The challenge of leveraging big data

A recent report by CapGemini The Rise of Insight Driven Business highlighted the importance of using data analytics and insights for action to drive business growth. Yet in an extensive survey they also found that only 27% of senior executives believed their big data initiatives were successful. The survey highlighted data silos and found that 52% of executives believed the IT development process constrained their ability to quickly create insights.

Of course, it is not data or technology alone that constrains insight, but the inability to find the right people who are able to leverage it. As KMPG found in their global 2015 CIO Survey, 36% of technology leaders suffer from a shortage of big data analytics skills, higher than any other function asked about, and also high on the list, 29% say they are short of business analysis skills.

Clearly getting from data to insights is not easy and needs investment in technology and people. But can the lack of investment alone fully explain why organisations are struggling to create data driven businesses? What happens when you have the data and the systems in place, but the actionable insight still feels thin on ground?

Telling stories with data

As Google have reminded us, data analysis is not about graphics and visualisations, it is about telling a story. This means identifying the audience and speaking to their aspirations and concerns. Too many data analysts and analytic platforms create more information from data without clear direction as to precisely why the recipient, the decision maker, should be interested, and what they should do with it.

There is no shortage of data: organisations are drowning in it. Unfocused and poorly communicated analysis just adds more fuel to fire, more information for the time poor executive to navigate as they try to pinpoint what actions to take. Bridging the gap has to be about tailoring the analysis the needs of business decision makers. It is also about making sure the complexities of analysis are made easy to grasp and compelling, and essential points breakthrough for those who need to know. This is data storytelling.

Insight often requires a leap in the dark

For data storytelling to work you need a receptive audience and many rightly stress the importance the creating a data driven culture (for example this post by McKinsey and this one by PWC). Typically the move to data driven culture is understood as move away from decision based on gut instinct and opinion. However as anyone who has tried to use predictive modelling for business forecasting will know, often it is impossible to remove all uncertainty and to resolve the decision problem you have without making some very big assumptions and relying on intuition.
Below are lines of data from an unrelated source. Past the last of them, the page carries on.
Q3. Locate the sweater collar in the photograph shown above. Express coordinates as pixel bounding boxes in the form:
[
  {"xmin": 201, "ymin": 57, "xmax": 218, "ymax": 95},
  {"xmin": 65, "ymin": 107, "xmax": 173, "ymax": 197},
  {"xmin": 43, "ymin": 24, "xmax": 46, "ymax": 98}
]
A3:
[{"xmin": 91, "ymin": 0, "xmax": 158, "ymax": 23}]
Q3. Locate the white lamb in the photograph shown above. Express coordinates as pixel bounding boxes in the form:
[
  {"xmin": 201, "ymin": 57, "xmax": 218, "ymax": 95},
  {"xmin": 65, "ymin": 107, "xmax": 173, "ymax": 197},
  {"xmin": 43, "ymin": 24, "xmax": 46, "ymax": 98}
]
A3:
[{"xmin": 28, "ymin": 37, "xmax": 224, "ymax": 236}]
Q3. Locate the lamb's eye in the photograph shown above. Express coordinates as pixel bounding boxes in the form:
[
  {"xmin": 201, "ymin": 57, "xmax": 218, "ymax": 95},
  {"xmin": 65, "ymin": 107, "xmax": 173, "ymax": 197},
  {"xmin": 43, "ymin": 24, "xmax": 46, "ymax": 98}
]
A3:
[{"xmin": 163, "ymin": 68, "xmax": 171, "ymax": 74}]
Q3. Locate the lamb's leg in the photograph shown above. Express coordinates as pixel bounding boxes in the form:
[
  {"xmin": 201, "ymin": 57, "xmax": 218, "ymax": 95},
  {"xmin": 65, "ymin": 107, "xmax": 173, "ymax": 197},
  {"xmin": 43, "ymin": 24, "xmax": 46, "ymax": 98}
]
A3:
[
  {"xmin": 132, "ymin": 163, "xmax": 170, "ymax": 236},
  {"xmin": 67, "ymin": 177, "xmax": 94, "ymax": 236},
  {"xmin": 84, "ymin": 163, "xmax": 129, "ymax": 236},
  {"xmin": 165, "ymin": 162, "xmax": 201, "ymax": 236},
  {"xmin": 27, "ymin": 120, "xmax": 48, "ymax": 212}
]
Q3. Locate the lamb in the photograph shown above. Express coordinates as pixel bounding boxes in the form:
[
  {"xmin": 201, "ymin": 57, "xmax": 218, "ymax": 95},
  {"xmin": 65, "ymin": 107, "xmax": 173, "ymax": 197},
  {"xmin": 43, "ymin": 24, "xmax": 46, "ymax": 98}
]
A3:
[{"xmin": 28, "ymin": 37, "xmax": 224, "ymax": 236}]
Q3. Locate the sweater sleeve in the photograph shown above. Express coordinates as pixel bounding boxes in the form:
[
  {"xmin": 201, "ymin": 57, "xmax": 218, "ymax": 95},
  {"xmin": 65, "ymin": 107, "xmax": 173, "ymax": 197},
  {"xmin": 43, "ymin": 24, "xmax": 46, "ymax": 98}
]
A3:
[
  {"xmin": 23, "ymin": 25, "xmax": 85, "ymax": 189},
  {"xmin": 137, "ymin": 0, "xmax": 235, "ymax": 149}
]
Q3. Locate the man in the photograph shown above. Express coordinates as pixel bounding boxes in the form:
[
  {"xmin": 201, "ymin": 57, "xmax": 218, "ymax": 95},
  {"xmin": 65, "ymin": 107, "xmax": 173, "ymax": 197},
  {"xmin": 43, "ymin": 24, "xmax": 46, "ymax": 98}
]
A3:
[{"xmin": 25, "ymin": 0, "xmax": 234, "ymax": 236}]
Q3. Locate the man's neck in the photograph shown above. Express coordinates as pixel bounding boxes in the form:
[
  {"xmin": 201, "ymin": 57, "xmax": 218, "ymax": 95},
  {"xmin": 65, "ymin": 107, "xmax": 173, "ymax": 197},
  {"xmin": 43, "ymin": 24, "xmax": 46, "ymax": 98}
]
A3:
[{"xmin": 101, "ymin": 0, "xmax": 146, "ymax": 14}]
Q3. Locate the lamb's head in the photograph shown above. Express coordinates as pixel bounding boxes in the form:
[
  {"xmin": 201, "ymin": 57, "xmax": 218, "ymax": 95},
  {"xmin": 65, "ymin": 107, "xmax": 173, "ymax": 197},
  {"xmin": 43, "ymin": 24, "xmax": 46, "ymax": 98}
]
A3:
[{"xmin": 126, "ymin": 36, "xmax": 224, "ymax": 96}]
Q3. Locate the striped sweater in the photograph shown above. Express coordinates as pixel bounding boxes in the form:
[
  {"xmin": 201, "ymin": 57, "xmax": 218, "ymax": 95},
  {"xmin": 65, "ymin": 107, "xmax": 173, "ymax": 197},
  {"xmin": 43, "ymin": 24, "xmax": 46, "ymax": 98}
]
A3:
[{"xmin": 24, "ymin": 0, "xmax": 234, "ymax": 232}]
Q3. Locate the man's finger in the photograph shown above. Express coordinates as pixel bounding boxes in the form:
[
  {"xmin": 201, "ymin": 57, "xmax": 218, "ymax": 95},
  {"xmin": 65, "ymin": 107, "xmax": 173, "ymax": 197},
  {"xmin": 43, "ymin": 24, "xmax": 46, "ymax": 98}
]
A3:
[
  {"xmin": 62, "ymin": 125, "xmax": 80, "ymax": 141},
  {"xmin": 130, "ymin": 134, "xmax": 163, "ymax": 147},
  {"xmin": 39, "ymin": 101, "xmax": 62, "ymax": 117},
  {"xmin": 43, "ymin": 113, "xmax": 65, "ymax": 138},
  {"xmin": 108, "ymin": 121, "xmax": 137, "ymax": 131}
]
In fact, data analysis and intuition are not mutually exclusive means to making smart choices, rather organisations must be comfortable with exploring problem solving from all angles and understand the limitations as well as the opportunities inherent in their data. Blind adherence to the dictates of data analysis which is patchy, has a margin of error or which cannot be generalised, may be even more dangerous than ignoring data altogether. A post by MIT Technology Review makes this point very well, notably in respect of risky decision making for innovation.

Summing up: Seven steps to get from data to insight

No online article is complete today without a list to summarise the thinking, so here goes – the first four are widely advocated as essential, while the fifth, sixth and seventh are about bridging the data to insight gap –

  1. Integrate your data
  2. Accelerate big data technology
  3. Invest in smart people
  4. Communicate insight by creating data stories
  5. Tailor your analysis to your business goals
  6. Drive for a data driven culture
  7. Tolerate some intuition and uncertainty

So, there it is, in just seven easy to understand steps. In practice it will take years and is ongoing process. Getting from data to insight is a major overhaul of how your organisation behaves, requiring commitment, imagination and effort at all levels.